Il S.C. ha così indicato anche l'iter logico-giuridico che avrebbe dovuto seguire il Giudice del rinvio. La Corte d'appello di Roma, a riguardo, nel dare seguito al complessivo riesame come alla stessa demandato, e nel valutare l'ammissibilità e la rilevanza delle prove richieste dalla F., ha osservato che la mancanza del fascicolo d'ufficio e l'omessa produzione delle note a verbale dell'udienza del 6 ottobre 1999, contenenti in tesi la deduzione delle prove, non consentivano la verifica della rituale e tempestiva deduzione della prova medesima; ha rilevato che, comunque, i capitoli dedotti sub nn. 2 e 3 dalla F. nell'atto di citazione in riassunzione erano generici ed irrilevanti, attenendo "rispettivamente ad un trasferimento di indumenti personali del C., nell'agosto del 1991, dalla casa _____ a quella in _______ (provincia di _______),dove avrebbe convissuto con la F., e all'abitudine della coppia C. - F. nell'arco di tempo dal 1983 al 1993, di trascorrere le festività e le vacanze insieme, ciò che, anche se accertato, non sarebbe di per sè, sufficiente a dimostrare il diverso rapporto di convivenza more uxorio, oggetto del solo capitolo n. 1, che si assume instaurato tra il C. e la F. in tempo antecedente la celebrazione del loro matrimonio".
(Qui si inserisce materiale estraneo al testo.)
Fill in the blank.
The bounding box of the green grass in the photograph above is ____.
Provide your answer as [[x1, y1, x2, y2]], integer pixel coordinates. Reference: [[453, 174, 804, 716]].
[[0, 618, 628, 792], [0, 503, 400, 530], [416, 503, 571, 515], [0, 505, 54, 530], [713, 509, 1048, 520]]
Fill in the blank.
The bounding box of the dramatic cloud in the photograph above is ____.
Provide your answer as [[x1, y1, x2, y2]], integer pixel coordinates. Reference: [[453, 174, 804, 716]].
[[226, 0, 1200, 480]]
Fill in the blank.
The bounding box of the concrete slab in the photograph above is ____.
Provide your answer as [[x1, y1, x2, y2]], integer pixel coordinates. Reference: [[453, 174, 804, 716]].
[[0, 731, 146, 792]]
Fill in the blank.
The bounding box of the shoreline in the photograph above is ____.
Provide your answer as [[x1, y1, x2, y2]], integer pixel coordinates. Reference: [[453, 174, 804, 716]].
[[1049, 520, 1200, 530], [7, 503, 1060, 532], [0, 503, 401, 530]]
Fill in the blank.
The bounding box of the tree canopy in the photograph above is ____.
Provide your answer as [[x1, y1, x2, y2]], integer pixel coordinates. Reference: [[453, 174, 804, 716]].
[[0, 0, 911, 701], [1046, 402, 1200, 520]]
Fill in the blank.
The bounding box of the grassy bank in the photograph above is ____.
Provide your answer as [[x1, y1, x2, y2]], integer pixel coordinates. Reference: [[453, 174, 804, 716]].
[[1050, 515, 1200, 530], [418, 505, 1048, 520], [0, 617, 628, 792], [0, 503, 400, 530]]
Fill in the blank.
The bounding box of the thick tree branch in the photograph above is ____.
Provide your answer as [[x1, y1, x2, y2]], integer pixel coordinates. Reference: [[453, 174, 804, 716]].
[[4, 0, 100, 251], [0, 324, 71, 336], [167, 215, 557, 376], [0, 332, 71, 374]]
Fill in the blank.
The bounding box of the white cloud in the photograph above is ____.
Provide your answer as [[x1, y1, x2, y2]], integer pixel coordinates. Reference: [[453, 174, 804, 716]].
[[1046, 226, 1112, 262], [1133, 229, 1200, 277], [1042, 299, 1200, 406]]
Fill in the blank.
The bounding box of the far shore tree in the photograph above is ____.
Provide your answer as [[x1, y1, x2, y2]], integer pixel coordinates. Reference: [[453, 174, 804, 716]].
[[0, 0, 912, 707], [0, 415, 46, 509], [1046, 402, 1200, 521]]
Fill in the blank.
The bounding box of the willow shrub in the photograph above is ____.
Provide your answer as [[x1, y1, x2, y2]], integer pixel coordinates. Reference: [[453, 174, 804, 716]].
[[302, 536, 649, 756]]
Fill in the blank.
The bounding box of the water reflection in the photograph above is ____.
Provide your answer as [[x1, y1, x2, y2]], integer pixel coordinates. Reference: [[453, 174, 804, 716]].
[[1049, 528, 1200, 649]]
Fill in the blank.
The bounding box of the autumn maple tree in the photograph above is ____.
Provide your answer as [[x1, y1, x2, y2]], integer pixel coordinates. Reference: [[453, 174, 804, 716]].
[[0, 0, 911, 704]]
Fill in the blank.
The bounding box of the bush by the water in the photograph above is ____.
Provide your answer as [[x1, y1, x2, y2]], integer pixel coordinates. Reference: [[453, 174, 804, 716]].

Orbene, la motivazione della Corte capitolina in relazione alla ritenuta genericità ed irrilevanza dei capitoli di prova dedotti dalla F. e riportati nell'atto di riassunzione (ritrascritti nel ricorso per cassazione alle pagine 21-22) è palesemente illogica e carente, in quanto argomenta sulla rilevanza (giudizio che comunque le competeva, per il rinvio operato dalla Cassazione, nè sul punto si era formato alcun accertamento definitivo, ed anzi tale fatto costituiva l'oggetto dell'indagine richiesta al Giudice del rinvio) dei capitoli 2 e 3, siccome correlati al capitolo 1, sul quale la Corte del merito tace completamente.
Il ragionamento seguito quindi giustifica l'irrilevanza dei capitoli alla stregua del collegamento con il cap. 1, che costituisce proprio il fatto oggetto di prova ed il cui esame è stato omesso.
Così argomentando, la Corte del merito è incorsa in vizio motivazionale, che l'odierna ricorrente deve ritenersi avere sostanzialmente censurato, tra gli altri rilievi, con i primi due motivi, ed è pertanto incorsa nella violazione del principio di diritto rimesso dalla S.C. nella pronuncia 4867/2006.
Rimangono assorbite le ulteriori censure sul complessivo giudizio rimesso alla Corte del merito, nella rivalutazione della effettiva durata della convivenza tra il C. e la F. come elemento correttivo del criterio matematico della durata dei due matrimoni, e nel complessivo riesame delle situazione economica e di salute delle parti. E' altresì assorbito il terzo motivo.
Da ciò consegue la cassazione della pronuncia impugnata, con rinvio alla Corte d'appello di Roma in diversa composizione, che provvedere alla valutazione delle istanze istruttorie della F. secondo quanto sopra rilevato, ed al complessivo riesame degli elementi correttivi da prendere in considerazione per la determinazione delle quote della pensione di reversibilità spettante alle parti, e che deciderà anche sulle spese del presente giudizio.

PQM

La Corte accoglie i primi due motivi di ricorso, assorbito il terzo, cassa la sentenza impugnata e rinvia alla Corte d'appello di Roma in diversa composizione, anche per le spese del presente giudizio.
In caso di diffusione omettere le generalità e gli altri dati identificativi delle parti.
Così deciso in Roma, il 6 marzo 2013.